How to use Lucene DocValues

Lucene's main data structure is inverted index, a big hashmap use the term as the key and document list as the value. It's very good at searching by terms.

But it's not so good for other tasks, like sorting, faceting or highlighting. As of Lucene 4.0, a new structure was introduced, the DocValues.

For example, our sorting code example uses DocValue field to sort the results: How to sort Lucene search results

The idea is uninvert the inverted index. This is exactly what the term vector do. Any performance problem can be solved by another inverting in Lucene, that is what Lucene is all about.

Searching is about find document ids with given terms, other tasks are inverse, given document ids to find the values contained in the document. Inverted index and stored field are not good at that in its nature. Because the data is stored sparsely.

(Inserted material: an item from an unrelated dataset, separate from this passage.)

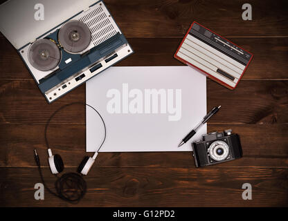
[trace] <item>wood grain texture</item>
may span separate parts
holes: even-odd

When we are only interesting in a column, this data format is very inefficient. The solution is column based data structure, store the all the data of a field in a compact column. Data are stored continuously, combined with the operating system mapped files, read out all data from a column is very efficient. Actually, even you only read one field of a record, you may already read the surrounding field of the same attribute into the memory. When you perform aggregation queries like max,avg, column database can be very fast.

Column databases are usually used in data analytics, business intelligence, data mining, reporting and OLAP systems.

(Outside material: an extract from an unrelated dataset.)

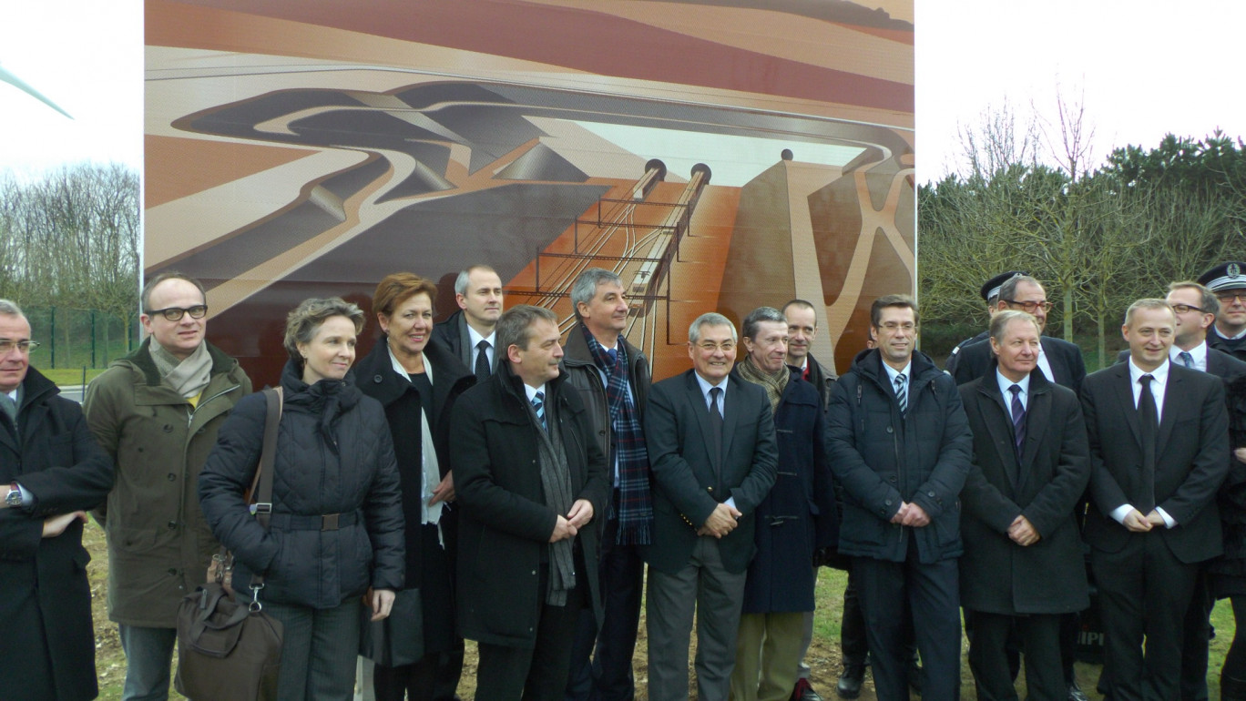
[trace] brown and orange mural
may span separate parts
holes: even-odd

For example, sorting, when all the matched documents are found, Lucene need to get a value of a field of each of them, usually not analyzed, single term field and sort them. The document set can be very large. And retrieve value from index is expensive, involves a lot of disk seeks.

Sorting itself may very fast, but load all these data from disk is slow.

The solution is uninvert, build another index from document id to value, document id becomes term, and the single not analyzed field which used to be the term now becomes document.

In this sense, it is indeed uninverted, but doesn't necessarily has to be the same as Lucene invert index for search. Each document id is pointed to exactly one value. Instead it uses columnar data structure introduced in databases like Cassandra.

Here is how to add a field that will be sorted

 
        doc.add(new SortedDocValuesField ("date", new BytesRef(date) ));
        doc.add(new StoredField("date", date));